The motivation for this project is a strong conviction that non-invasive BCIs can in fact provide real-time control of complex movements. This conviction has two sources. First, recent studies in our laboratory have improved non-invasive BCI methods to a point suggesting that, with continued improvement, non-invasive BCIs should be able to provide multidimensional real-time control of a robotic arm or other prosthetic device. Second, while prosthesis operation has been conceived of as a problem of process control (i.e., controlling the details of movement), it is more realistically conceived of as a problem of recognizing intent. This is certainly true on a conscious level: we think "I want to pick up that book" rather than "I want to activate these muscles at these strengths in this sequence so that my hand reaches out and picks up that book." Furthermore, due to the wellestablished distributed organization of brain function, the real-time details of movement control are handled largely at subcortical, brainstem, and spinal cord levels, rather than exclusively by the cortical neurons that are the focus of invasive BCIs. Thus, the development of invasive BCIs that vest detailed movement control in cortical neurons is not only technically difficult and clinically risky, but also artificial and simply unnecessary. It is more realistic and practical to focus BCI research on recognizing intent, and having downstream software manage the process that achieves that intent. Once intent is known, process control is a relatively straightforward engineering problem, whether it is control of a robotic arm or a neuroprosthesis. Recent studies show that non-invasive BCI methods can indeed convey intent rapidly and consistently.

This proposal's central hypothesis is that non-invasive BCIs can enable users to control threedimensional movements of a robotic arm (i.e., a prototype prosthesis) at speeds nearly comparable to normal movements. The goal is to show that normal volunteers and people with disabilities can master such control. The specific aims are: (1) to improve current scalp-recorded EEG-based BCI control to move a robotic arm rapidly and accurately in two dimensions; (2) to extend that control to rapid and accurate movement in three dimensions; (3) to further extend that control to functions such as moving an object from one place to another or pouring water into a cup; (4) to show that people with severe disabilities (e.g., locked in by late-stage ALS or brainstem stroke) can use this technology and that it improves their quality of life.

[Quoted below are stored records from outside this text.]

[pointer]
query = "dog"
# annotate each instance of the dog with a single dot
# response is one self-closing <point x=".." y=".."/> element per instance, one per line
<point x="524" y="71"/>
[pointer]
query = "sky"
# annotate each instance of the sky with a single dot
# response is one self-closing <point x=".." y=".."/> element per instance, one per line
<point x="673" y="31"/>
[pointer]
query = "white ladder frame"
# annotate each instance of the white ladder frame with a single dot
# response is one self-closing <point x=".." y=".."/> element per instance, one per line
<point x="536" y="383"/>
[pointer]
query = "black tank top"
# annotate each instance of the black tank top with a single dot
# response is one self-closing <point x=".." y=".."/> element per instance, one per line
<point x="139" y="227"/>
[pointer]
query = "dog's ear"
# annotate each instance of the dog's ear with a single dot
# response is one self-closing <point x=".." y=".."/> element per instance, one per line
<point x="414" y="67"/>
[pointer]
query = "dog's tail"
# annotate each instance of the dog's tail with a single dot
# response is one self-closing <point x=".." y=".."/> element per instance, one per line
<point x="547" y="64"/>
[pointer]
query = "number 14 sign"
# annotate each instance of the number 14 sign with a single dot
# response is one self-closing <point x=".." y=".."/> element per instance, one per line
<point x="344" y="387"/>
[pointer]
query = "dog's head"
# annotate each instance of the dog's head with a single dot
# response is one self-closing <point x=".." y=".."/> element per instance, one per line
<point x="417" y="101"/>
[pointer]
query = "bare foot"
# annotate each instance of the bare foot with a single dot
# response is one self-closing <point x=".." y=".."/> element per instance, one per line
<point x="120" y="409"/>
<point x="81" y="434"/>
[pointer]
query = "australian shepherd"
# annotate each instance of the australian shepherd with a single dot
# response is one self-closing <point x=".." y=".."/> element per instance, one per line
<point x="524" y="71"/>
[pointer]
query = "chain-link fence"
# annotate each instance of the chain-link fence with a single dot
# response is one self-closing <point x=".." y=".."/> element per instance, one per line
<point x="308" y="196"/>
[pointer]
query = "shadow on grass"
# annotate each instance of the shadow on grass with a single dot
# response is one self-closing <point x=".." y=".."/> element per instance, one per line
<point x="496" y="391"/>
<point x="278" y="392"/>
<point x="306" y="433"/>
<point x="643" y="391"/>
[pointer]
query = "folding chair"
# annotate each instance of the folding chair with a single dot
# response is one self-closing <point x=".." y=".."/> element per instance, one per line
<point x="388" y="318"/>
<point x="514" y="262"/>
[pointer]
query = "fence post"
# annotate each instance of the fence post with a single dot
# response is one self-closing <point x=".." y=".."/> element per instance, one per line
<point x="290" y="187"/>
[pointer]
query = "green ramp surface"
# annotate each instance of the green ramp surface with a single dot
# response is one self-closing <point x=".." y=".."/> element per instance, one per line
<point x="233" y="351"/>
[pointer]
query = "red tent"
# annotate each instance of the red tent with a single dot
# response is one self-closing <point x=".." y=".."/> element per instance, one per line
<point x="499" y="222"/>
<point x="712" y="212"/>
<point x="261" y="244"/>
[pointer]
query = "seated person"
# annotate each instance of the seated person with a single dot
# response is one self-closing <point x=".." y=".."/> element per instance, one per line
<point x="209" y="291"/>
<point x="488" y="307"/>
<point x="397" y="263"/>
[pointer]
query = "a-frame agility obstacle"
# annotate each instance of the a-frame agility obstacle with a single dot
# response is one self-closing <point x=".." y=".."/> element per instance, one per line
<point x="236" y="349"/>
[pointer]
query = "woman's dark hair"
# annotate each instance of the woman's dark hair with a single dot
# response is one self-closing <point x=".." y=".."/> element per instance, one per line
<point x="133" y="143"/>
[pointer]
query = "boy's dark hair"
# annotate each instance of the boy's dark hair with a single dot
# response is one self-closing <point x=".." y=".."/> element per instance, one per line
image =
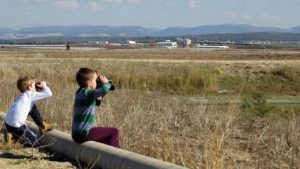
<point x="24" y="82"/>
<point x="83" y="75"/>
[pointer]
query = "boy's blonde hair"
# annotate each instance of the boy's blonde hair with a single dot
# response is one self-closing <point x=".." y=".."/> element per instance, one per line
<point x="24" y="82"/>
<point x="83" y="75"/>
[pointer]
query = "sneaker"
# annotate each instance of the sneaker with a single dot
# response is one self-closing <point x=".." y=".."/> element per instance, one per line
<point x="46" y="127"/>
<point x="9" y="139"/>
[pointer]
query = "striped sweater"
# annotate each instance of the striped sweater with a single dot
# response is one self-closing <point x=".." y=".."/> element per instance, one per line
<point x="85" y="108"/>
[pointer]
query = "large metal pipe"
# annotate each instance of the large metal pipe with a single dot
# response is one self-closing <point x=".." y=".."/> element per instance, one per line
<point x="97" y="154"/>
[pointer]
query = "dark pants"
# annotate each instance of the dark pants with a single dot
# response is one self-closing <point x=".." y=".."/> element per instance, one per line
<point x="23" y="134"/>
<point x="106" y="135"/>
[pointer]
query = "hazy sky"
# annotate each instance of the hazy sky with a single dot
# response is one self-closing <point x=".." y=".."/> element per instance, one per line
<point x="149" y="13"/>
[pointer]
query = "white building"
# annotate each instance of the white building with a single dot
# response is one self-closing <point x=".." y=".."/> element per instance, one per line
<point x="131" y="42"/>
<point x="167" y="44"/>
<point x="212" y="46"/>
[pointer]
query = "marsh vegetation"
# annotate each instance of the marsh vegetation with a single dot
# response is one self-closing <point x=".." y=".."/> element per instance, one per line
<point x="154" y="108"/>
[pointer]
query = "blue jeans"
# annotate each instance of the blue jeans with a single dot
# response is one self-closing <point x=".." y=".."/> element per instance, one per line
<point x="23" y="134"/>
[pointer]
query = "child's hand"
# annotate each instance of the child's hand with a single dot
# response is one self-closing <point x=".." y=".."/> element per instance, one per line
<point x="103" y="79"/>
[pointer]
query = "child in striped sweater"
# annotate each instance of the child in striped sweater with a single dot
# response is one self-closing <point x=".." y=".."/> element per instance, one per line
<point x="85" y="108"/>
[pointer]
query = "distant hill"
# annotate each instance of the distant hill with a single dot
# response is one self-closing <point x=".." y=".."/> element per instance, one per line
<point x="87" y="31"/>
<point x="295" y="29"/>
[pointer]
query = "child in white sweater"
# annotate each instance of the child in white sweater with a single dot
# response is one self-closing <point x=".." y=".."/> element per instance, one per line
<point x="24" y="105"/>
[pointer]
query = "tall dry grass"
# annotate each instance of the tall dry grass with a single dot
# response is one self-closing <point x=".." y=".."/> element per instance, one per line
<point x="160" y="125"/>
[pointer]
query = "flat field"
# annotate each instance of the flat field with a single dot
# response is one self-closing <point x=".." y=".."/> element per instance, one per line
<point x="199" y="109"/>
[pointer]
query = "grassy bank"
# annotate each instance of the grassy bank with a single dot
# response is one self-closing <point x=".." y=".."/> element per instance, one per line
<point x="154" y="122"/>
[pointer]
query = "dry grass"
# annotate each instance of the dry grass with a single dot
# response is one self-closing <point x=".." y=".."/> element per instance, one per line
<point x="155" y="122"/>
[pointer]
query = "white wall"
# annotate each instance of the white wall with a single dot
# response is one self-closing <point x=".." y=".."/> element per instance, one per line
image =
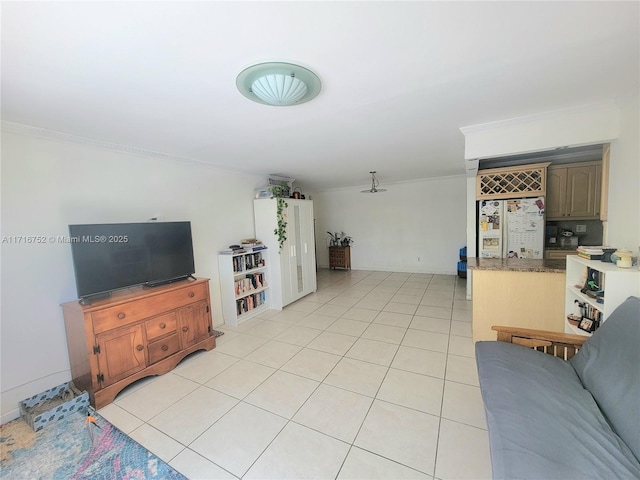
<point x="48" y="184"/>
<point x="624" y="178"/>
<point x="416" y="226"/>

In accord with the Foundation's 21st Century Initiative, this project spans neural, cognitive, and behavioral levels of analysis and fits into the "Applied Research" category. It is interdisciplinary, involving neurophysiology, neuropsychology, signal analysis, engineering, and clinical rehabilitation. Our laboratory has expertise in all these areas, extensive experience in BCI research, and encouraging preliminary data. We are confident that, with the Foundation's support, we can achieve the specific aims and thereby greatly extend the capacities of non-invasive BCI technology to provide important new control capacities and improved quality of life to people with severe disabilities. This work should also yield new understanding of the interactions between conscious intent, as formatted in cortex and associated areas, and its execution by lower-level natural or artificial structures.